Alla commercializzazione del Natale eravamo abituati. Al punto che evitavamo di parlarne per non cadere nella banalità dei luoghi comuni. Ora dobbiamo fare i conti anche con la commercializzazione dell’Avvento. Non c’è limite al peggio (tanto per usare un altro luogo comune)!
In alcune regioni del nord una volta si usava il calendario d’Avvento: era un supporto di legno o di cartone, sul quale erano indicati i giorni dalla prima domenica d’avvento fino al Natale. Ogni giorno era coperto da una finestrella, che veniva aperta durante la preghiera della sera. Dietro la finestrella c’erano scritti un fioretto da compiere il giorno successivo e una preghiera da recitare, accompagnati da un dolcetto. Era un modo per insegnare ai bambini quello che la liturgia chiede nell’orazione di Colletta:
“O Dio, nostro Padre, suscita in noi la volontà di andare incontro con le buone opere al tuo Cristo che viene, perché egli di chiami accanto a sé nella gloria a possedere il regno dei cieli”.
Ultimamente sono riusciti a banalizzare anche questo: hanno messo in commercio “calendari dell’Avvento” che non hanno più – ovviamente – né fioretti né preghiere: contengono solo dolcetti che invitano ad attendere… Babbo Natale!
Se almeno noi comprendessimo che si tratta di andare incontro al Cristo che viene! Badiamo bene: non si tratta semplicemente di ricordare che Cristo è venuto duemila anni fa. Si tratta di attendere che venga di nuovo: la nostra speranza non è che si ripeta il passato; è che venga il futuro! Noi aspettiamo il Signore che verrà nuovamente “nella gloria, per giudicare i vivi e i morti, e il suo regno non avrà fine”.
È a questa seconda venuta del Signore che si riferisce san Paolo quando parla della venuta del Signore nostro Gesù con tutti i suoi santi (1 Ts 3, 13).
Il profeta Geremia (33, 14-16) presenta questa venuta come l’adempimento delle promesse che il Signore ha fatto al suo popolo sin dall’antichità. Un tempo di gioia, quindi, di giustizia, di salvezza e di pace: In quei giorni Giuda (cioè il popolo di Dio) sarà salvato e Gerusalemme (la capitale del regno) sarà tranquilla.
Nel Vangelo di Luca (21,25-28.34-36), al contrario, abbiamo una descrizione angosciosa, di un tempo di sciagure e di cataclismi: angoscia di popoli in ansia per il fragore del mare e dei suoi flutti, mentre gli uomini morranno per la paura e per l’attesa di ciò che dovrà accadere sulla terra.

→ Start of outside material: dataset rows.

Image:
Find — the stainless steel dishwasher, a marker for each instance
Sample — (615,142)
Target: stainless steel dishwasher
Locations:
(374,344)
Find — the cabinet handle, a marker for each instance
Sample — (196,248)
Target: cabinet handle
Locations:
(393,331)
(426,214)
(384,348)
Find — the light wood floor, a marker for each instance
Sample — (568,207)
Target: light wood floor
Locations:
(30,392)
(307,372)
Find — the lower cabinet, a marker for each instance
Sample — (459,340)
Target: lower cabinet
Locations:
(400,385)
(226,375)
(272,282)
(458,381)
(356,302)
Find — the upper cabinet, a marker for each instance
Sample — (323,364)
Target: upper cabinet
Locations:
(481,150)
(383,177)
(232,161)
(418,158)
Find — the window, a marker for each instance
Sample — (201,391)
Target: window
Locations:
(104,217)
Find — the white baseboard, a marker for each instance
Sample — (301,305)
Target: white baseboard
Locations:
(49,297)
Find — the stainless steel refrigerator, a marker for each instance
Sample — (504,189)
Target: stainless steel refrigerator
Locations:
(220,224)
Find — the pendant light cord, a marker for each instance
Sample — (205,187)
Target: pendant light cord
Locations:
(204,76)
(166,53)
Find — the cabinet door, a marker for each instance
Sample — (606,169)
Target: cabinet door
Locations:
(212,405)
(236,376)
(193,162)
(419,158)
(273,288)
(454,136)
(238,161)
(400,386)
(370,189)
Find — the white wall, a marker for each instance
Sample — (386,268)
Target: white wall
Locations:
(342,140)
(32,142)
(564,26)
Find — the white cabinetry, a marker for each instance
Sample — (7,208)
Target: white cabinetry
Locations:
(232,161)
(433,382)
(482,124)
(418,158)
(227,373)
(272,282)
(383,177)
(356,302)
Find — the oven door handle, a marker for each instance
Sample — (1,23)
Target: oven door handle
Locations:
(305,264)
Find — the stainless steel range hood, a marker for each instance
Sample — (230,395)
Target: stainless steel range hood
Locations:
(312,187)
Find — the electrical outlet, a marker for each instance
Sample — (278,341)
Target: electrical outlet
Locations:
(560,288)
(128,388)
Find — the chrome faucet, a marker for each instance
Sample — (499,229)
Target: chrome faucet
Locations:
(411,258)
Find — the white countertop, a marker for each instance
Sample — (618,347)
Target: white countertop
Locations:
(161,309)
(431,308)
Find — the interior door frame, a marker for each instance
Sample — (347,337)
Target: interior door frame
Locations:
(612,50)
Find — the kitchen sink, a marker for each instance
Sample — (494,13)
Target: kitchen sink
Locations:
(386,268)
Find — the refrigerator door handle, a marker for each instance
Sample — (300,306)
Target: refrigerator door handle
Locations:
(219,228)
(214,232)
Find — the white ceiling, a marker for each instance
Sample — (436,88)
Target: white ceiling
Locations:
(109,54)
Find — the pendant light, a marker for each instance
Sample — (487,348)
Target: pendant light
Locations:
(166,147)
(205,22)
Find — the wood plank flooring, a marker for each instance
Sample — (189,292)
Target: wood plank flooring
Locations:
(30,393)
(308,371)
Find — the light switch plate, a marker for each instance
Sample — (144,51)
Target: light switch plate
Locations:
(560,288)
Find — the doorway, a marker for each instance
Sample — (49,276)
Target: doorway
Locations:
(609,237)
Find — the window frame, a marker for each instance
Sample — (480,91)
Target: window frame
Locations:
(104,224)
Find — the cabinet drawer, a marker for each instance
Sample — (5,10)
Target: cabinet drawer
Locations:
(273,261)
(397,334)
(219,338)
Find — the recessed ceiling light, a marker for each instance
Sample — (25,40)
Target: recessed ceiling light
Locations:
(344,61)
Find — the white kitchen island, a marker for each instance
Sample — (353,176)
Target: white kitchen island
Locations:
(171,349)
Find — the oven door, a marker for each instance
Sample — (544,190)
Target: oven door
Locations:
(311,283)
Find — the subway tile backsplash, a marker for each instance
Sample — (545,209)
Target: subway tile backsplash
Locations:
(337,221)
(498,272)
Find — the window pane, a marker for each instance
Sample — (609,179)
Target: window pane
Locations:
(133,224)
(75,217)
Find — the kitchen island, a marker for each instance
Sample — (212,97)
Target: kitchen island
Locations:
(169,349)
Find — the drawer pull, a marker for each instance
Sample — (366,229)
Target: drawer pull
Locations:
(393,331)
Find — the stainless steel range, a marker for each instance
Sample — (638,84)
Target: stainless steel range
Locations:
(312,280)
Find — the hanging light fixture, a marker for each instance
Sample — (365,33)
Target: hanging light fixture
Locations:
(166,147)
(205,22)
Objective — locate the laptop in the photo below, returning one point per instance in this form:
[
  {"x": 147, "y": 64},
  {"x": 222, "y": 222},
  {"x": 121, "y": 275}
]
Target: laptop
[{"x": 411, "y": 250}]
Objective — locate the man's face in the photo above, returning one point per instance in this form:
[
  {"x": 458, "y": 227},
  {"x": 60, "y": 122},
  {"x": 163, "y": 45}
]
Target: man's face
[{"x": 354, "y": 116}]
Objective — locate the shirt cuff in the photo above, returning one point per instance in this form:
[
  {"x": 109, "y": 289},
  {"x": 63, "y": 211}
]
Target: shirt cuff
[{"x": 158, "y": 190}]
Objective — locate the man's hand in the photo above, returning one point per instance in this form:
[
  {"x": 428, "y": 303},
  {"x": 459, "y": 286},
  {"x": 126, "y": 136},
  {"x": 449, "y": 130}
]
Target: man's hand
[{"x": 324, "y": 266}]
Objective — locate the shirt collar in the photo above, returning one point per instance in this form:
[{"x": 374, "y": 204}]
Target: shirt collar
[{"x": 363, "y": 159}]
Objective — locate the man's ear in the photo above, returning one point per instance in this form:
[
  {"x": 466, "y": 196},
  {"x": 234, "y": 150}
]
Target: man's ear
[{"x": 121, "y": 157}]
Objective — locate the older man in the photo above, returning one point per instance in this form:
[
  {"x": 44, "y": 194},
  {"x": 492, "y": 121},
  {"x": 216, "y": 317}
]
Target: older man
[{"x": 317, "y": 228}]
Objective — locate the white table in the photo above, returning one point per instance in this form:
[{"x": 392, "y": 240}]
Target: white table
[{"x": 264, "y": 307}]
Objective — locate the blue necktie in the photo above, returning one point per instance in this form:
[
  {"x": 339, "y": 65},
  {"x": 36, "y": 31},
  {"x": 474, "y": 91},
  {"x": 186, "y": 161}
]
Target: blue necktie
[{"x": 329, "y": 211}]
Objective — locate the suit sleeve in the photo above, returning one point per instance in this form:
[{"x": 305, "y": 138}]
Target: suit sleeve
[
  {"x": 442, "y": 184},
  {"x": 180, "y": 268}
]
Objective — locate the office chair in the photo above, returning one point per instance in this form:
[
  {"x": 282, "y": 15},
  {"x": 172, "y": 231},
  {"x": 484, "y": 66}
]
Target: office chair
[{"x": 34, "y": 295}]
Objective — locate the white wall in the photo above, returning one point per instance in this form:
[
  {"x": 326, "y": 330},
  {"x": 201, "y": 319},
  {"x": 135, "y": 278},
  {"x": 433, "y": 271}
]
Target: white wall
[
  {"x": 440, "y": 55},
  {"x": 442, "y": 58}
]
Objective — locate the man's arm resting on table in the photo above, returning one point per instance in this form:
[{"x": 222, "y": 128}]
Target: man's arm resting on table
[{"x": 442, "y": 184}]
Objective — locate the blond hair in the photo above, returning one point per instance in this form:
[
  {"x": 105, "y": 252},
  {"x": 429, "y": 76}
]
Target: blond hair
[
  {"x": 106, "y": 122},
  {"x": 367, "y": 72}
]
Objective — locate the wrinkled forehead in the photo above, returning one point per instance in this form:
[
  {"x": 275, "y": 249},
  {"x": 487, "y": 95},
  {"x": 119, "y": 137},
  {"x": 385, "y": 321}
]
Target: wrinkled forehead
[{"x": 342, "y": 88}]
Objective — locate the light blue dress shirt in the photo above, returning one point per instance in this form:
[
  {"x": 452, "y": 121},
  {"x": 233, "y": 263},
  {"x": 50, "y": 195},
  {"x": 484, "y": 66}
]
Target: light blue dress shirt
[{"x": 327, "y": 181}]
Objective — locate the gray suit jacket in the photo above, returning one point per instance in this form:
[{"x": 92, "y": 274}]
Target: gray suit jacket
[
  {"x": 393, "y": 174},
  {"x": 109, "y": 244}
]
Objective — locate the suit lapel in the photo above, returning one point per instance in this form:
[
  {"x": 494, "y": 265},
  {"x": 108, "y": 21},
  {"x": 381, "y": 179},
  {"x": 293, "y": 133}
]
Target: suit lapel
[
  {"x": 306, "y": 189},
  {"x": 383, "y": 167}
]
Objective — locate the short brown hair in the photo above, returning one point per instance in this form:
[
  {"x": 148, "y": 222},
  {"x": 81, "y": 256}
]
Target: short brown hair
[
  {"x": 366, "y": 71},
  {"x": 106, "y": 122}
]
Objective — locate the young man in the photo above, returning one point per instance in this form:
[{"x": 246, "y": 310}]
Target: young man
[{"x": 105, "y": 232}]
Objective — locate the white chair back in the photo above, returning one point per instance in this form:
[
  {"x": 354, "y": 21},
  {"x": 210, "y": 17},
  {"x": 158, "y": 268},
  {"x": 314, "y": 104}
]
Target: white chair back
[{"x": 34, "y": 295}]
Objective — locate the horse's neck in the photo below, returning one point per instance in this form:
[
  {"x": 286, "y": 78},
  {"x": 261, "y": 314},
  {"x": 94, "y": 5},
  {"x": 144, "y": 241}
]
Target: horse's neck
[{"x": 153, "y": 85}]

Forse è quest’ultima l’immagine che più spontaneamente ci rappresentiamo quando sentiamo parlare della “fine dei tempi”, della “fine del mondo”.
Eppure Gesù aggiunge per i suoi discepoli una frase che ci lascia interdetti:
Quando cominceranno ad accadere queste cose, alzatevi e levate il capo, perché la vostra liberazione è vicina.
Abbiamo dunque due tipi di reazione di fronte alla seconda venuta del Signore: da una parte c’è chi muore per la paura, dall’altra chi, finalmente, rialza la testa, perché la liberazione è vicina.
E noi da che parte stiamo? Proviamo a chiedercelo ora: se sapessimo che il Signore verrà oggi stesso, come reagiremmo?
Per chi crede, spera e ama come Gesù ci ha insegnato, la sua venuta è tempo di liberazione e di gioia. Se invece abbiamo timore e angoscia è perché, come dice Gesù, il nostro cuore si appesantisce in dissipazioni (perdiamo il nostro tempo, anziché utilizzarlo per farci santi), ubriachezze (teniamo la nostra mente intontita con tante sciocchezze, anziché cercare il Signore), affanni della vita (ci preoccupiamo del denaro, del successo, del potere… e non ci rendiamo conto di perdere la salvezza eterna).
Ecco dunque il senso di questo Avvento che cominciamo oggi: prepararci a incontrare il Signore, disporre i nostri cuori perché quando verrà ci trovi pronti; secondo le parole di san Paolo:
Il Signore vi faccia crescere e abbondare nell’amore vicendevole e verso tutti… per rendere saldi e irreprensibili i nostri cuori nella santità davanti a Dio Padre nostro, al momento della venuta del Signore con tutti i suoi santi.